One of the fastest emerging technologies in the energy industry is battery storage. Seen as a solution to frequency regulation challenges and renewable energy shortfalls, battery storage is sometimes called the next “game changer.”
There are two types of battery energy storage options. Large “front-of-the-meter” storage applications are grid scale and owned by the utilities. In 2013, the California Public Utilities Commission mandated that the state’s investor-owned utilities must acquire 1,325 MW of battery storage by the year 2020. Southern California Edison has already opened its Tehachapi Energy Storage Project, a 32 MWh battery energy storage system housed in its Monolith substation.

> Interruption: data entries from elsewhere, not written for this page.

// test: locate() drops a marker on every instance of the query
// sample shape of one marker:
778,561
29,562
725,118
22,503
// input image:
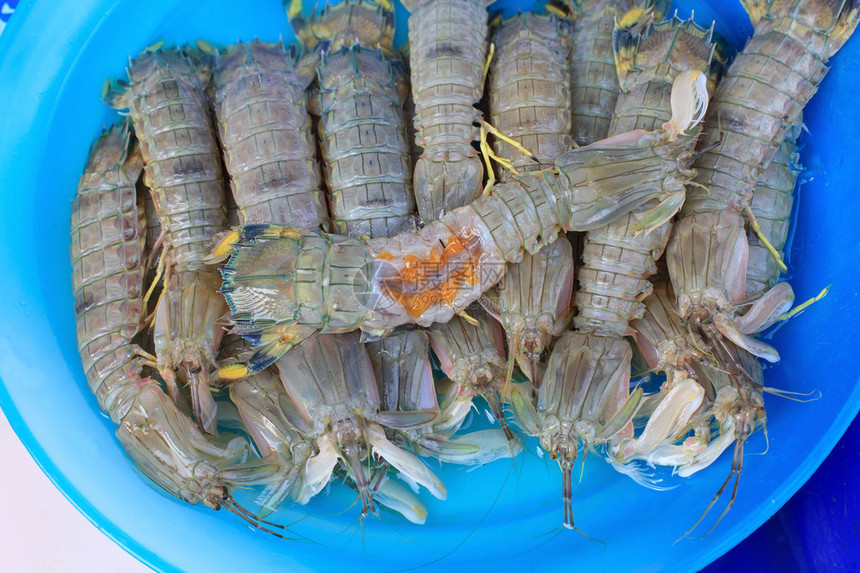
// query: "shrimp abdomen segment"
261,106
108,268
448,44
363,135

Oregon passed House Bill 2193-B, which requires Oregon Utilities serving over 25,000 customers (Pacificorp and Portland General Electric) to each work with the Oregon Public Service Commission to procure one or more storage systems with the capacity to store at least 5 MWh of electricity.
In June 2015, Tucson Electric Power Company issued a solicitation to lease a 10 MW capacity energy storage system to be integrated into its resource plan.
The second type of battery energy storage options is “behind-the-meter” which would be located on the customer’s premises, often in conjunction with rooftop solar systems—and not owned by the incumbent utility. Companies such as Tesla, SunEdison, Stem and Green Charge Networks are all active in developing and marketing this option. Southern California Edison has also contracted with a number of these providers for behind-the-meter batteries.
As battery energy storage technology develops and prices come down we may expect more jurisdictions to implement battery energy storage standards for “front-of-the-meter” and “behind-the-meter” applications.